El vallesano está en el blanco de todas las quinielas desde hace tiempo y más desde que CaixaBank y Bankia anunciaron su integración. No obstante, en el mercado se especula con que el presidido por Josep Oliu podría esperar a tener sobre la mesa las cuentas del ejercicio 2020 para mover ficha y no lanzarse a una operación que, por miedo a la mora de su amplio segmento de pymes, podría resultar en múltiplos mucho menos agradables que los que ha anunciado hoy BBVA.

A los analistas no se les escapa que con la operación anunciada este lunes, el banco que preside Carlos Torres entra en "una situación de exceso de capital muy importante", lo que podría dar lugar a compras que previsiblemente ayudasen a mejorar su rentabilidad. Y es que su ratio CET1 Fully-Loaded alcanzará un 14,46% al cierre de la operación, muy por encima de lo que exigen las normas vigentes.
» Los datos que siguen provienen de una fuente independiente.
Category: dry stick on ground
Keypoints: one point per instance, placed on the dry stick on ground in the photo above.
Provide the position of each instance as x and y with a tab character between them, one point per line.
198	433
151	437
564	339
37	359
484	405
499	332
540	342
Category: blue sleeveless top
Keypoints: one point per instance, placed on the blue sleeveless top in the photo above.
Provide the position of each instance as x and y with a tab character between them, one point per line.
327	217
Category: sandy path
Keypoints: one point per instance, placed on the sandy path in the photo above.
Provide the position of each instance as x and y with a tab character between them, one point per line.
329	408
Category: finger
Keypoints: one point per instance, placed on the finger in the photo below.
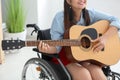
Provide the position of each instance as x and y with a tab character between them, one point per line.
96	45
99	48
96	40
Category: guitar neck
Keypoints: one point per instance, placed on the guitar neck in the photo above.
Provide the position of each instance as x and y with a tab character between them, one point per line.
64	42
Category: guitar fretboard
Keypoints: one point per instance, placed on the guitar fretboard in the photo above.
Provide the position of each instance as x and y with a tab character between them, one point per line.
55	42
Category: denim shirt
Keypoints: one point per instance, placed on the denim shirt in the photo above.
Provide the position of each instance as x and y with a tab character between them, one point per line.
57	28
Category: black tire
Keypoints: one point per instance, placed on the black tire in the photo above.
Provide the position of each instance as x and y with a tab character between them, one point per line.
46	72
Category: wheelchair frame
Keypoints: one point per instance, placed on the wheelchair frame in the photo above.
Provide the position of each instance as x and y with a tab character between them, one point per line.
47	72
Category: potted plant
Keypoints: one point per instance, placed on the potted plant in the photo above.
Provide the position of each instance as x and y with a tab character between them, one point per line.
15	20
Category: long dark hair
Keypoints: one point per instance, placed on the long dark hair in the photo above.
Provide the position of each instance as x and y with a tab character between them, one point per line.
68	16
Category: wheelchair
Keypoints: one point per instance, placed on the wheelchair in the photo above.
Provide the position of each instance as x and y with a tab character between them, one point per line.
42	68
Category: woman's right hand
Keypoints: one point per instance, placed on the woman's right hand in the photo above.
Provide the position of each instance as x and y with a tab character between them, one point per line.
43	47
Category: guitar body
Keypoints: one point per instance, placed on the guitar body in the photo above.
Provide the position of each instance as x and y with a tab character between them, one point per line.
108	56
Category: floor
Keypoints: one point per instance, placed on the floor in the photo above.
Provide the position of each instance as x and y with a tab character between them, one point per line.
14	62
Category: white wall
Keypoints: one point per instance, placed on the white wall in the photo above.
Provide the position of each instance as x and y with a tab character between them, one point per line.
109	6
46	11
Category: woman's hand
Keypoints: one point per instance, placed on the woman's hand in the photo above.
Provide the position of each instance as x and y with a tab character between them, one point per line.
43	47
99	44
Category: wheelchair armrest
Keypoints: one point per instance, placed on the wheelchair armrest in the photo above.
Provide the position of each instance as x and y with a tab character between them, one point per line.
54	55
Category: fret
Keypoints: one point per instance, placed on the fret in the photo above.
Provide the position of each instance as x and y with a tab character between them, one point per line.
64	42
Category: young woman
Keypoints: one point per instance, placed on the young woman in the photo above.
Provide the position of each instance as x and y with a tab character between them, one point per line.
75	12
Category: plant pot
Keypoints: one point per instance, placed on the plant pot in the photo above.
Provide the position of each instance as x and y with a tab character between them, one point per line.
14	36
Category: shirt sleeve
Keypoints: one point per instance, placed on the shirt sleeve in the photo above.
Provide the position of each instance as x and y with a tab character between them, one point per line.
57	29
97	15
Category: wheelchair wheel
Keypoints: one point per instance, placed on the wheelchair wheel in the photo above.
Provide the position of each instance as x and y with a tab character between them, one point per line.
38	69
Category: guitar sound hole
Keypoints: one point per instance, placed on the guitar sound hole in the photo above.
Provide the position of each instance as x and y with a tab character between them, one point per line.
85	42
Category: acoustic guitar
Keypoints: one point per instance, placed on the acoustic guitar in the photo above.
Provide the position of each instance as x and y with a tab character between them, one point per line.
81	43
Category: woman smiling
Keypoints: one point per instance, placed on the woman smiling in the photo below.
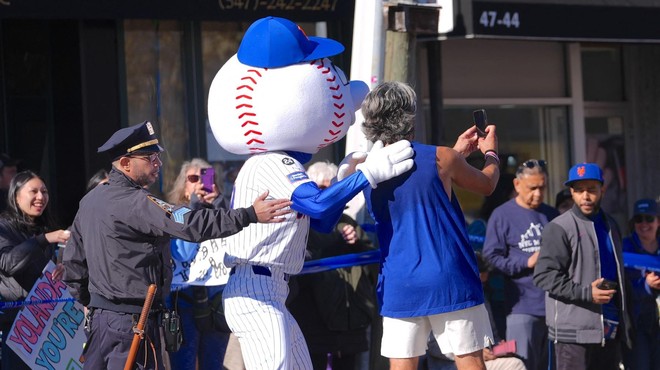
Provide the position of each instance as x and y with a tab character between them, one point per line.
27	242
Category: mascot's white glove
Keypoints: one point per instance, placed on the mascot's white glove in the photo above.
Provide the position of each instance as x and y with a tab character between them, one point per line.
348	164
384	163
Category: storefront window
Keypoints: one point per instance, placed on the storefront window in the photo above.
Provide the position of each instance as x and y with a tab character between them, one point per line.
605	146
155	88
602	73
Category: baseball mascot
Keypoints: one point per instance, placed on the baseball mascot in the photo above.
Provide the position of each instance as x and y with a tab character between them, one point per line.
281	99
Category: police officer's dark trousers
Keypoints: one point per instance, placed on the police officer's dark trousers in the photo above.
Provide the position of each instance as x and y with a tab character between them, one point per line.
110	338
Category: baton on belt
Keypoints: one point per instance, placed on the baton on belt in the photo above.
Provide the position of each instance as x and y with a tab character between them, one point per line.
138	330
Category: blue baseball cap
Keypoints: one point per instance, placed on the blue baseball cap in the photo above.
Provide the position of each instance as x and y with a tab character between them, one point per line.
273	42
584	171
645	207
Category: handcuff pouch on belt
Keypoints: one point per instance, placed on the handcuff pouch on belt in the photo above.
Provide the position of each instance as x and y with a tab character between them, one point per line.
172	331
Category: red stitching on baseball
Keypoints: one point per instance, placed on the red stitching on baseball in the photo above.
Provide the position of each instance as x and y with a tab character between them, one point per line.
250	123
254	141
338	105
250	79
252	132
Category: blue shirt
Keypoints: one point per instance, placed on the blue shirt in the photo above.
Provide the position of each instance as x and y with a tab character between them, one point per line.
428	266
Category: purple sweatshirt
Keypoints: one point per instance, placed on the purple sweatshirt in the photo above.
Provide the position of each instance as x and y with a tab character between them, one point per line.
513	234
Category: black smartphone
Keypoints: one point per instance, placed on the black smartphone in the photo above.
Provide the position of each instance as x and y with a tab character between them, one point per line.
481	121
608	285
208	179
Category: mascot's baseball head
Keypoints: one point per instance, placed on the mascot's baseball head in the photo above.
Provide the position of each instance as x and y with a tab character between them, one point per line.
281	92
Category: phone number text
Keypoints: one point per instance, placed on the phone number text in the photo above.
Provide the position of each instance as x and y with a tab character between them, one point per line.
304	5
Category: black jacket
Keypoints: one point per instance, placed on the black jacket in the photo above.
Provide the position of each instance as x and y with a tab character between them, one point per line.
22	259
120	239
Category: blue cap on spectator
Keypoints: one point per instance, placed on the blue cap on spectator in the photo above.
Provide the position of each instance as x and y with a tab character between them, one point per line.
140	138
273	42
584	171
645	207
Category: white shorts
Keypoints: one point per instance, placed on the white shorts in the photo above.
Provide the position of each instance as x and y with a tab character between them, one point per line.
458	333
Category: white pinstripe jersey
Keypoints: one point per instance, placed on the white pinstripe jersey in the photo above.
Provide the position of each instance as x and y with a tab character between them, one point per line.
278	245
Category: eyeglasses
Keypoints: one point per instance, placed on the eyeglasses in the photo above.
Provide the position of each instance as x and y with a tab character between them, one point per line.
151	158
638	219
531	164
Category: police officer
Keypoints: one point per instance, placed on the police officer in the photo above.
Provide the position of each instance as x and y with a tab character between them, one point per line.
119	245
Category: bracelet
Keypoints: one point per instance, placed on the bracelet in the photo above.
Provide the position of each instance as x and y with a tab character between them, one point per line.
492	154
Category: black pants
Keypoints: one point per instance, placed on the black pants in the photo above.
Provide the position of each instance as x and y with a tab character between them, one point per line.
576	356
110	339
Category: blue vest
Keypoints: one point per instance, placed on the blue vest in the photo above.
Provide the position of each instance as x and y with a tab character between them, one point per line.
428	266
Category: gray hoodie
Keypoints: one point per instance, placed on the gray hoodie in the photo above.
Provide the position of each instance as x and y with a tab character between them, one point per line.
568	263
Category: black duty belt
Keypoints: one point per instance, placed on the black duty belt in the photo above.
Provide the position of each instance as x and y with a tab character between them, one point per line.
125	306
259	270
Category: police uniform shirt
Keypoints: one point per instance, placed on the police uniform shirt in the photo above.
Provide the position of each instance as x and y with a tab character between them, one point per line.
120	237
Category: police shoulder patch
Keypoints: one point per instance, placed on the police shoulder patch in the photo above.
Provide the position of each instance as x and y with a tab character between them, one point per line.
177	215
162	204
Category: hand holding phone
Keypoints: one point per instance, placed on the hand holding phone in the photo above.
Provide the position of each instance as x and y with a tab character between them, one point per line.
480	121
607	285
208	179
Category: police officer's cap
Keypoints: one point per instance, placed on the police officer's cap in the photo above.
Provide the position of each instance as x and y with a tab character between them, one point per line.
140	138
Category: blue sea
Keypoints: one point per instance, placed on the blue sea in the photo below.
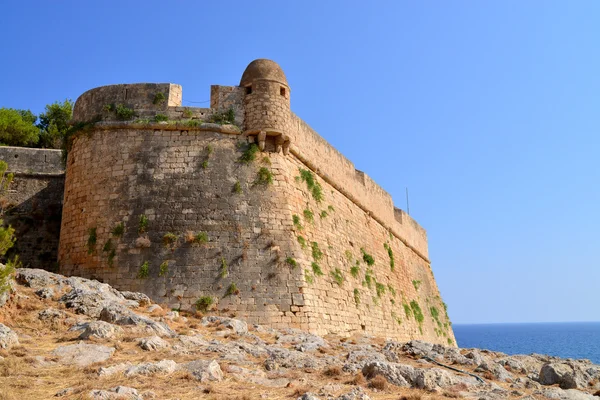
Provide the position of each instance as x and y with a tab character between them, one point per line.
564	339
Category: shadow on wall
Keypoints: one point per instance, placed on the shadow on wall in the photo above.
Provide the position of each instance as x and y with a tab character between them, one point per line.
37	227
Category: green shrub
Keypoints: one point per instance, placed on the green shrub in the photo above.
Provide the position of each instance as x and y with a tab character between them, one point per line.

En la presentación de la operación a los analistas del sector, BBVA ha reconocido que este exceso de fondos podría destinarse a "operaciones estratégicas para dar valor al accionista". En este capítulo ha incluido, aunque sin entrar en mucho detalle" posibles "oportunidades de crecimiento" en los países en los que es líder, si bien en octubre el banco descartó con la boca pequeña posibles operaciones en el mercado español y ha puesto el foco en la recompra de acciones.

Rebote sectorial

Las alzas desbocadas en todo el sector llegan incluso a Banco Santander, un 5% arriba en la sesión en que descuenta de su cotización su próximo 'scrip dividend'. Los accionistas de la entidad tienen hasta el 30 de noviembre para vender sus derechos en el mercado secundario o completar paquetes de 22 para acceder a la entrega de un nuevo título de forma gratuita, lo que tendrá lugar el próximo 11 de diciembre, según el calendario previsto por la entidad.

El rebote se modera al entorno del 2% en CaixaBank y Bankia, que pendientes de su fusión se quedarían al margen de nuevas operaciones. Un 4% se apunta Bankinter. Los avances llegan al 3% en Unicaja y Liberbank en el Mercado Continuo ante la expectativa de que este movimiento pueda acelerar el proceso de fusión que han recuperado estas dos entidades después de un año en barbecho.